2. Holders of nominee registered shares
A holder of nominee registered shares has the right to participate in the General Meeting by virtue of such shares, based on which he/she on the record date of the General Meeting, i.e. on February 26, 2020, would be entitled to be registered in the shareholders’ register of the company held by Euroclear Finland Ltd. The right to participate in the General Meeting requires, in addition, that the shareholder based on such shares has been registered into the temporary shareholders’ register held by Euroclear Finland Ltd. no later than March 4, 2020 at 10 am. As regards nominee registered shares this constitutes due registration for the General Meeting.

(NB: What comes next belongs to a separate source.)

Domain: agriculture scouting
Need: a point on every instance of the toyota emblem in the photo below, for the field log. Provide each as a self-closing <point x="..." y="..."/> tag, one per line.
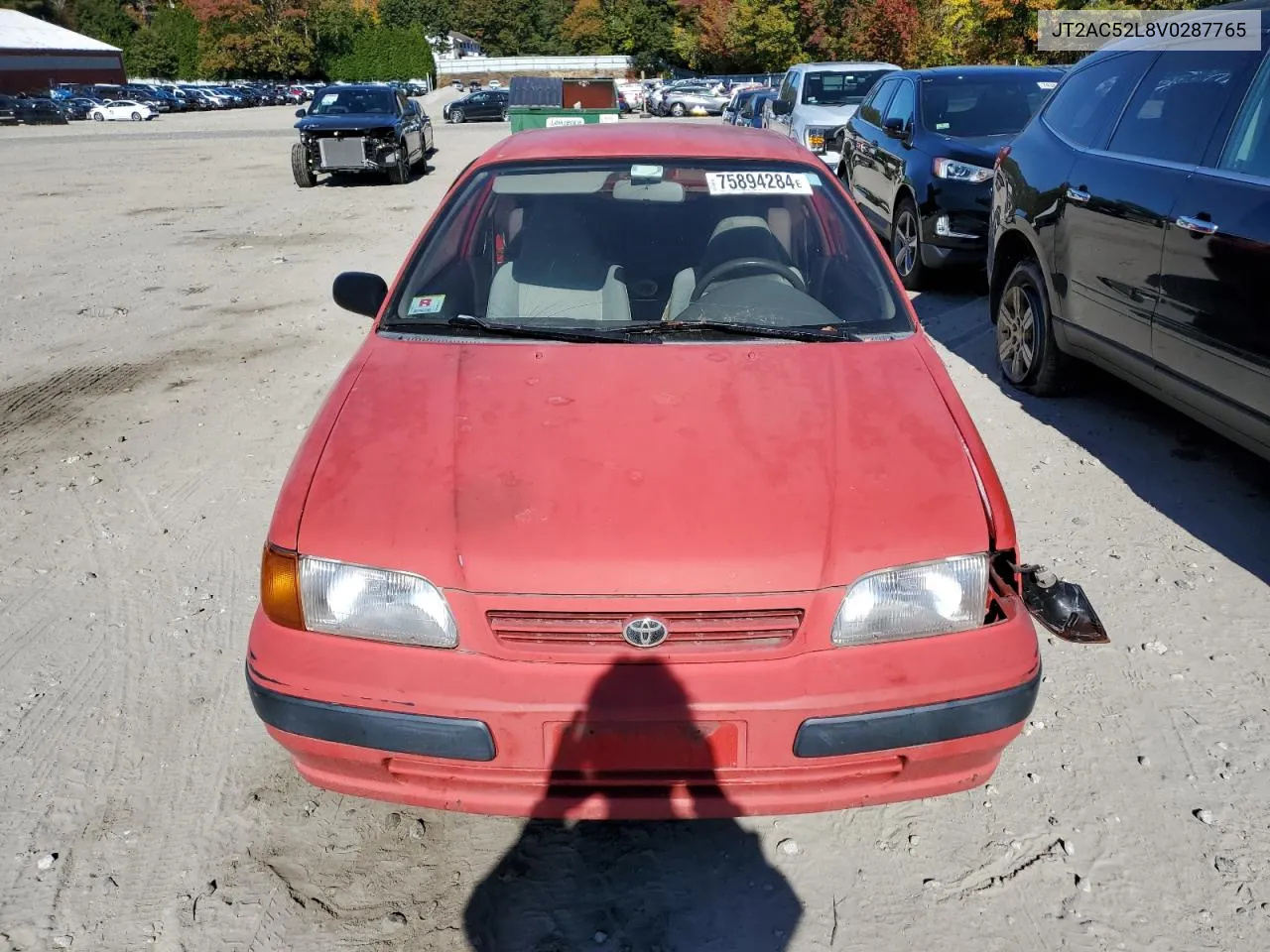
<point x="645" y="633"/>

A holder of nominee registered shares is advised to request without delay necessary instructions regarding the registration in the temporary shareholder’s register of the company, the issuing of proxy documents and registration for the General Meeting from his/her custodian bank. The account management organization of the custodian bank has to register a holder of nominee registered shares who wants to participate in the General Meeting into the temporary shareholders’ register of the company no later than the time stated above.
3. Proxy representative and powers of attorney
A shareholder may participate in the General Meeting and exercise his/her rights at the meeting by way of proxy representation.
A proxy representative shall produce a dated proxy document or otherwise in a reliable manner demonstrate his/her right to represent the shareholder at the General Meeting. When a shareholder participates in the General Meeting by means of several proxy representatives representing the shareholder with shares at different securities accounts, the shares by which each proxy representative represents the shareholder shall be identified in connection with the registration for the General Meeting.
Any proxy documents should be delivered in originals to Evli Bank Plc, AGM, P.O. Box 1081, FI-00101 Helsinki before the last date for registration.
4. Other instructions and information
Pursuant to chapter 5, section 25 of the Limited Liability Companies Act, a shareholder who is present at the General Meeting has the right to request information with respect to the matters to be considered at the meeting.
On the date of this notice to the General Meeting February 7, 2020, the total number of shares of Evli Bank Plc is 23,901,420 shares divided into 15,160,875 series A shares and 8,740,545 series B shares. According to the Articles of Association, each A share entitles the holder to twenty (20) votes and each B share to one (1) vote at the General Meeting.
Breakfast will be served to the shareholders before the General Meeting, starting at 9.30 am.
Helsinki, February 7, 2020
EVLI BANK PLC
Board of Directors
For additional information, please contact:
Mikaela Herrala, Manager, Marketing & Communications, Evli Bank Plc, tel. +358 50 544 5740, mikaela.herrala@evli.com
Evli Bank Plc
Evli is a bank specialized in investments that helps institutions, corporations and private persons increase their wealth. The product and service offering includes mutual funds, asset management and capital markets services, alternative investment products, equity research, administration of incentive programs and Corporate Finance services. The company also offers banking services that support clients' investment operations. Evli is the highest ranked and most used institutional asset manager in Finland*.
Evli has a total of EUR 14.3 billion in client assets under management (net 12/2019). The Evli Group's equity capital totals EUR 81.7 million and its BIS capital adequacy ratio is 15.1 percent (December 31, 2019). The company has around 250 employees. Evli Bank Plc's B shares are listed on Nasdaq Helsinki Ltd.
*KANTAR SIFO Prospera External Asset Management Finland 2015, 2016, 2017, 2018, 2019 and SFR Scandinavian Financial Research Institutional Investment Services, Finland 2015, 2016, 2017, 2018.